The notion of a worldwide HDGP was stifled by a couple of things. The upshot was that the HGDP was funded never. What exactly are the ‘populations’ and what does ‘diversity’ properly include? The worthiness, potential and humane need for properly sampling humans beyond the major large populations in Europe and North America is obvious, however the new paper makes the case mainly for the larger ‘mainline’ populations other than Europeans.

Unfortunately, though even they are numerous in the census sense, these are heterogeneous and it is unclear who, exactly, and exactly how, current data stand for them. Can we just blithely say we need to include ‘Africans’ to address the representativeness problem? Are, for example, African-Americans, not to mention ‘Hispanic-Americans’ yet among possible examples? As, well as the same regarding Asians.

The current paper deals with these issues at least somewhat. But then what about, say, New Zealand natives, or Cherokees, other small populations, or which castes and from which elements of India must we collect data? How exhaustive should we sample and how can complex genomes effectively be parsed in this way (not forgetting environments–a subject at least acknowledged by Sirugo et al.). Now while I concur that increasing sampling of individual diversity is very important to many reasons, not least being fairness, the paper promises that it will increase or improve ‘precision’ medication.

To me, that is sloganeering and avoids facing up from what Big Data ‘mice have previously shown us about causal difficulty of the key non-Mendelian traits–complexity not only in the genome but also environmental senses. There are many obvious, but obviously easily overlooked known reasons for this. First, ‘genetic’ causation involves more than inherited genetic variation. Important variance comes up during life, when cells divide.

This somatic variant is genetic, however, not sampled in the usual genome-sequencing way. Yet somatic variation obviously has important consequences because, a cell doesn’t ‘know’ if its genome sequences were inherited from the individual’s parents or arose through the individual’s life. Secondly, the whole enterprise assumes that induction can result in deduction, that is, that what we’ve seen in days gone by leads us to anticipate the future.

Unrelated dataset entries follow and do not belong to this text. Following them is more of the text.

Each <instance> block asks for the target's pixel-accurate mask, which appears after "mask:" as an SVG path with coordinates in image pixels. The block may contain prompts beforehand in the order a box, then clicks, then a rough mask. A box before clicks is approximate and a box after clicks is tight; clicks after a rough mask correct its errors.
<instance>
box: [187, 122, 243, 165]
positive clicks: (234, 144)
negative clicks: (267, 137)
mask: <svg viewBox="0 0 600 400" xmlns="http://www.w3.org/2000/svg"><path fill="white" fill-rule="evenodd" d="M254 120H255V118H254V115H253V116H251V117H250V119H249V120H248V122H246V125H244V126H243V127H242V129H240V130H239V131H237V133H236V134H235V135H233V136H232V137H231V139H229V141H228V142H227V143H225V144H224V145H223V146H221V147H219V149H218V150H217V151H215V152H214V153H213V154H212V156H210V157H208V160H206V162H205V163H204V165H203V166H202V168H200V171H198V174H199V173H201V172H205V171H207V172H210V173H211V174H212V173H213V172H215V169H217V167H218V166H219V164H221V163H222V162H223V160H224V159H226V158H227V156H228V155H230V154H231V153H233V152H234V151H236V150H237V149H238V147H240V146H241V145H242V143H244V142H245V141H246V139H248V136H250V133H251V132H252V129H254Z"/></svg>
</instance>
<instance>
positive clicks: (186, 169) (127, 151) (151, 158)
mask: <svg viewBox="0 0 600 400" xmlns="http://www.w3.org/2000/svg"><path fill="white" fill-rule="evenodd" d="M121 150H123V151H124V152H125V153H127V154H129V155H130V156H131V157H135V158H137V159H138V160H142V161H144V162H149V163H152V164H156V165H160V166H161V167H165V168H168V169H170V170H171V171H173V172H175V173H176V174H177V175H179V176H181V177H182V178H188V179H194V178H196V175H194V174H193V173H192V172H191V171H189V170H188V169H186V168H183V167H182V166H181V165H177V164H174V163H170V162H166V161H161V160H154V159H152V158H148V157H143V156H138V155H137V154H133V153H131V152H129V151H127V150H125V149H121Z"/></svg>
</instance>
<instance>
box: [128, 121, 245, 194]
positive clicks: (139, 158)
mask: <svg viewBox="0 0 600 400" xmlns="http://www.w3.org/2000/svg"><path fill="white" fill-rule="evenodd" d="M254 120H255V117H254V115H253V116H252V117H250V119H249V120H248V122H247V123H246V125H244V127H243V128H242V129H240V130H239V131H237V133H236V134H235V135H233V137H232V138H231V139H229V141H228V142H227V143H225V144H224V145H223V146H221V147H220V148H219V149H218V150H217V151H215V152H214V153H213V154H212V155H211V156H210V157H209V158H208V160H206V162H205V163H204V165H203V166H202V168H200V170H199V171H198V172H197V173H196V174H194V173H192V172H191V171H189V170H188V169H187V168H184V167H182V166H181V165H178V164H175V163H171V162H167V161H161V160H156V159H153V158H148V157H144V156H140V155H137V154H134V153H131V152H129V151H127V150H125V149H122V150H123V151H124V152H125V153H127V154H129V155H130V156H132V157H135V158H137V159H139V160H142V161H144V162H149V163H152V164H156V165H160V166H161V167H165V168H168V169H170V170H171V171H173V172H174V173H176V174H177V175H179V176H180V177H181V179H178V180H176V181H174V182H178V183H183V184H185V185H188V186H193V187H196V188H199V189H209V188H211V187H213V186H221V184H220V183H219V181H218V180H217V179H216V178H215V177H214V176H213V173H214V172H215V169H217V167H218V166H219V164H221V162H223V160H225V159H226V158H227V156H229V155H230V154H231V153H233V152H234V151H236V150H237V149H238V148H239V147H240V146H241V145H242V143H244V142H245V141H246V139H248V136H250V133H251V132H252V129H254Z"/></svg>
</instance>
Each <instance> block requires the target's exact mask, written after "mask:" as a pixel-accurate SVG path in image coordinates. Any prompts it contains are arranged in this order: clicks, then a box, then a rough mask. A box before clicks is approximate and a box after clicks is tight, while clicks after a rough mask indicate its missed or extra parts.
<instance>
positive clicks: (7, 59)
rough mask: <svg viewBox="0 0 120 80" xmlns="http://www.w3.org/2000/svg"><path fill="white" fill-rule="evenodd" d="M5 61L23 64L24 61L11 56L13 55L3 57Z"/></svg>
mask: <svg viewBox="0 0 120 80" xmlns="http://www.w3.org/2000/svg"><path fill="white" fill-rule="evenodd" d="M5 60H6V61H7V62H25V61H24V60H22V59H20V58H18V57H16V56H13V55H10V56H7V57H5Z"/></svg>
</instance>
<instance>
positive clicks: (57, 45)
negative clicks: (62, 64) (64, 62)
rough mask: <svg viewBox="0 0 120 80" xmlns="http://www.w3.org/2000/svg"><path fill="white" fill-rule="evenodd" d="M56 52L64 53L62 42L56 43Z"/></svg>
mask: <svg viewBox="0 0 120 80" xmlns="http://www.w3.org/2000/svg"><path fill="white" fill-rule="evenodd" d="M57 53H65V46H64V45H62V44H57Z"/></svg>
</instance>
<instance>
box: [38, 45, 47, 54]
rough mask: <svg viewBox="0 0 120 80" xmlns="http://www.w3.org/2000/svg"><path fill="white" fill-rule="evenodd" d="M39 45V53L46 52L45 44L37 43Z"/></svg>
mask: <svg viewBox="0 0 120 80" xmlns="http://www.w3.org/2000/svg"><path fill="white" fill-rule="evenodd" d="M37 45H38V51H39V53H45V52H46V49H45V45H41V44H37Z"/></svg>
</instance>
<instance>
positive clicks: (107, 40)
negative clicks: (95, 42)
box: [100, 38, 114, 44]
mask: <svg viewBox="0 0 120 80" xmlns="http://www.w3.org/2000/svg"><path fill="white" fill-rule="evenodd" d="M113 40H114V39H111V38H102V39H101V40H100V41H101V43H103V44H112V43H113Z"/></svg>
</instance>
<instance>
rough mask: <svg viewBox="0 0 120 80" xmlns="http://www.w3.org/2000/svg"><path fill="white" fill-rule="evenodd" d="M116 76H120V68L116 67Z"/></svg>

It is not just inherited and somatic mutations whose future generally is unpredictable, however the same is true for lifestyle exposures. Yet lifestyle exposures are essential components of complex disease risks. They cannot be predicted, in principle even. That means past exposures do not predict future ones (to environments or mutations). This is not a dark secret, no matter how inconvenient for the ‘omics’ prediction sectors. Unlike many areas in chemistry and physics, induction does not lead to a deduction in life. What we need is a deep re-thinking of the nagging problem of genetic effects on disease and other traits.

But that is not easy to set up when professions and institutions depend on large, very predictable, basically permanent funding is needed for the people involved. To boost these aspects of our science, we need a different way to support it, new economics, not bigger data, or even more sequencing. I really do have to notice that the propensity to ignore, or be ignorant of, prior work is expressed in this paper, which does not point out the HGDP.

We are in an “I’m first!” period in science. I believe Shakespeare realized the clearer truth: ‘What is past, is prologue’. Guidelines need to be followed up, and sampling the world is one particular good notion properly. But this paper doesn’t really deal with the small, traditional aboriginal populations. In the case of the HGDP effort, there was too little support for sampling small simply, relatively isolated populations to build a picture of individual genomic diversity out of the context that it actually arose. Nonetheless it was an effort that knew the problems explicitly, as they stood in those days.